A dedicated sales tax for firefighting services is gaining popularity in other states as a funding mechanism for fire departments. In Garvin County, Oklahoma, voters in 2012 passed a county wide quarter-cent sales tax earmarked for firefighting services.

Twelve fire departments in the county receive an equal portion of the tax funds, after 4 percent of the money generated goes to the county 911 center. While Garvin County is much smaller than South Metro’s service area (26,656 population verses 571,000) the small Oklahoma county can understand South Metro’s dilemma, according to Garvin County Clerk Lori Fulks.

Prior to the passage of the sales tax all 12 fire departments were in dire straits due to funding shortfalls caused by declining city sales tax collections.

“They couldn’t purchase proper equipment and gear. A couple of fire departments were worried their trucks would break down on them on the way to a fire or, worse yet, while they were fighting a fire,” said Fulks. Since passage of the sales tax, Fulks said all 12 fire departments have purchased new fire trucks and essential gear.

According to Fulks, the quarter-cent sales tax generated over $1.2 million in 2024.

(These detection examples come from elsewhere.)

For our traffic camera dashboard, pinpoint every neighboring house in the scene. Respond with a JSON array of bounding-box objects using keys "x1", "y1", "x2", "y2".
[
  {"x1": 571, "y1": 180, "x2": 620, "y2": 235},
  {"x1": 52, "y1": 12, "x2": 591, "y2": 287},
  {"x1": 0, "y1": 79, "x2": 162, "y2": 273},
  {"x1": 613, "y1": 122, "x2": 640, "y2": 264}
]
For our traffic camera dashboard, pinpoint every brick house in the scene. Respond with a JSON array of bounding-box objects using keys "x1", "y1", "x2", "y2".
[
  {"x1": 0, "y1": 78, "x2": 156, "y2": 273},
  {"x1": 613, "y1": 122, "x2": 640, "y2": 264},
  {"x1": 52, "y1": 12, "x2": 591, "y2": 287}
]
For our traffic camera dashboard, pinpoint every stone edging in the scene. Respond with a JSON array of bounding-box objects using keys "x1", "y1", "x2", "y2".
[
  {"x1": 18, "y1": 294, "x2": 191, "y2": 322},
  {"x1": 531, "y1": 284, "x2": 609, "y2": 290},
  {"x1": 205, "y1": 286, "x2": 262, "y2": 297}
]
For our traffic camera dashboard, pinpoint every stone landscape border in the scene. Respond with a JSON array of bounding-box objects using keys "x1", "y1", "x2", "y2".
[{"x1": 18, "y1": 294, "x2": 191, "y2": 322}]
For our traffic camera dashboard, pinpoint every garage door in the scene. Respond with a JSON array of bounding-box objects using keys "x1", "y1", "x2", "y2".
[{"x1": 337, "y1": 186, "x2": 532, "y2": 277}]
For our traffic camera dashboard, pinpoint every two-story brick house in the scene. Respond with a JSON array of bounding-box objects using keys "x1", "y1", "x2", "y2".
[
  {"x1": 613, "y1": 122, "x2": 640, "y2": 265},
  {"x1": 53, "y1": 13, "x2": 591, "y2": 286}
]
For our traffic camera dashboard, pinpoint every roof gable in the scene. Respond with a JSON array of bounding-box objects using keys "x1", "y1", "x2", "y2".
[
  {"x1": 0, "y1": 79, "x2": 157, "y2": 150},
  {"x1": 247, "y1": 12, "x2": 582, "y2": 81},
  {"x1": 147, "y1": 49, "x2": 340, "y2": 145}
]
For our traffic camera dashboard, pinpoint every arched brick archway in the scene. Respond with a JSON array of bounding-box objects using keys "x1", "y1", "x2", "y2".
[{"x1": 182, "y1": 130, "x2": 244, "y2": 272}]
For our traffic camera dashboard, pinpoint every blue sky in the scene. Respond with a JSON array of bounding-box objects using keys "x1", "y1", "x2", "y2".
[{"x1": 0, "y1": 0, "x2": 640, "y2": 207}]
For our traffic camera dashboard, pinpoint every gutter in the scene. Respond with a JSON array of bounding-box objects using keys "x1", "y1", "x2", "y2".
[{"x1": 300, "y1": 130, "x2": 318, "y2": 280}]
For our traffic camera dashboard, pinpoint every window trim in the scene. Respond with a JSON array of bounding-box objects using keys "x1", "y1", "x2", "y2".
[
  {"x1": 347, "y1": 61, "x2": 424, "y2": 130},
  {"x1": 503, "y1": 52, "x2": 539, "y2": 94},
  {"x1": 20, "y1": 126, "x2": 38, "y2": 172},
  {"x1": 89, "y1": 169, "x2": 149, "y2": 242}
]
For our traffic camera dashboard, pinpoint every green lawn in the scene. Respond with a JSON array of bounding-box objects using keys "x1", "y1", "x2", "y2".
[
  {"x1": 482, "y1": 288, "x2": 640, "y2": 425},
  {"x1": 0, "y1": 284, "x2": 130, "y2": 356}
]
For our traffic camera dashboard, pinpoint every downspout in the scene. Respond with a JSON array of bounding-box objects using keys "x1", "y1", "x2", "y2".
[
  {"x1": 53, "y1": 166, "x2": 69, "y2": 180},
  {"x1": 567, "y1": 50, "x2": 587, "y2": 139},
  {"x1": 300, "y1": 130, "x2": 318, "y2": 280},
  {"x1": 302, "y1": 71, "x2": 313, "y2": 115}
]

Fulks said the dedicated sales tax was the fairest solution to the funding shortfalls.

“Not only do the county residents pay the tax when they purchase goods and services in the county but also travelers when they stop to eat, get gas, or stay the night,” she added.

South Metro’s Board of Directors will decide soon whether or not to place a property tax increase or sales tax question on the November ballot.

Before then they are seeking the public’s input on the three proposals. Residents in South Metro’s service area can seek information by visiting the website Engagesouth metro.org.

Information on South Metro’s funding needs, a FAQ fact sheet, and information on public hearings being held in the district can be found on the website.

According to South Metro, representatives from the organization have presented or met with 1,820 individuals at 40-plus events or meetings since April 1.